Ecco come fare la sauna

Innanzitutto non bisogna mai recarsi in sauna a stomaco vuoto, o al contrario troppo pieno; conviene quindi consumare un pasto leggero, mangiando  per esempio cereali, yogurt o frutta.

È altrettanto importante fornire all’organismo una buona riserva di liquidi per favorire la sudorazione bevendo una tisana calda, o bevande non zuccherate, non gasate, e soprattutto analcoliche.

Prima di entrare in sauna è  opportuno detergere completamente il  corpo con sapone e acqua calda e asciugarsi.
I piedi devono essere caldi.

Fatto questo, si può entrare nella cabina, nudi o coperti da asciugamani in fibre naturali per non limitare la traspirazione del corpo.

La prima fase
(riscaldamento)

La prima fase (riscaldamento) dura di solito dai 5 agli 8 minuti.

Si può stare sdraiati oppure seduti comodamente, con le gambe piegate e i piedi alla stessa altezza del sedile.

Starsene tranquilli  e cercare di rilassarsi.

Inizialmente l’aria della sauna può essere tenuta  secca,  in seguito si può gettare dell’acqua sulle pietre roventi poste all’interno della cabina in modo da aumentare l’umidità e quindi  la sudorazione.

Gli ultimi due minuti si passano seduti normalmente, cioè con i piedi in basso, per riadattare la circolazione del sangue alla posizione retta.

Dopo questa fase si esce dalla sauna lentamente, per evitare cali di pressione o giramenti di testa.

La seconda fase
(raffreddamento)

Secondo il metodo finlandese classico prevede un breve bagno in acqua gelata, che può essere sostituito da una doccia, con acqua fredda o tiepida, da effettuare aspettando almeno due minuti dall’uscita dalla sauna.

Per la doccia procedere con il getto d’acqua dai piedi verso il tronco evitando che la prima ad essere colpita sia la testa e ciò al fine di non esporsi a pericolose disfunzioni della circolazione.

La terza fase

La terza fase prevede un rientro in sauna per un’altra decina di minuti  e all’uscita di nuovo una doccia fredda.

Al termine di ogni seduta

Al termine di ogni seduta è consigliato distendersi su un lettino per una decina di minuti, per rilassarsi e consentire alla pressione sanguigna di ritrovare i valori normali.

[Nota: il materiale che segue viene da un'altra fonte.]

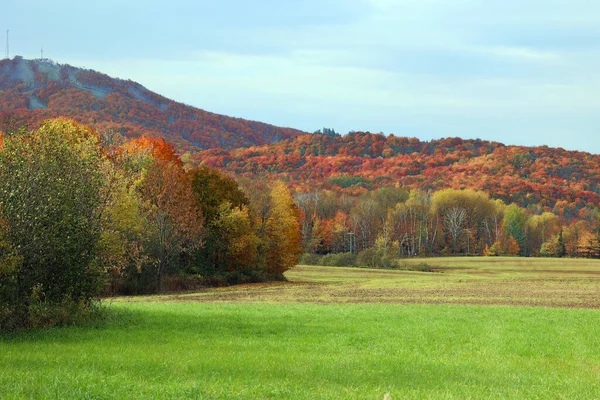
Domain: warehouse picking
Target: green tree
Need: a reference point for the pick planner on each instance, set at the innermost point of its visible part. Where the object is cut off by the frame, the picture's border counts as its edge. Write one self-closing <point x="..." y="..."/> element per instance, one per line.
<point x="515" y="225"/>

La fase del raffreddamento deve durare almeno quanto la fase del riscaldamento.

La reintegrazione dei liquidi va fatta già subito dopo la fine del trattamento: bere abbondantemente  serve a restituire all’organismo la giusta quantità di acqua espulsa durante la sauna. Tisane, succhi di frutta e di verdura sono degli ottimi reintegratori di fluidi e di sali minerali.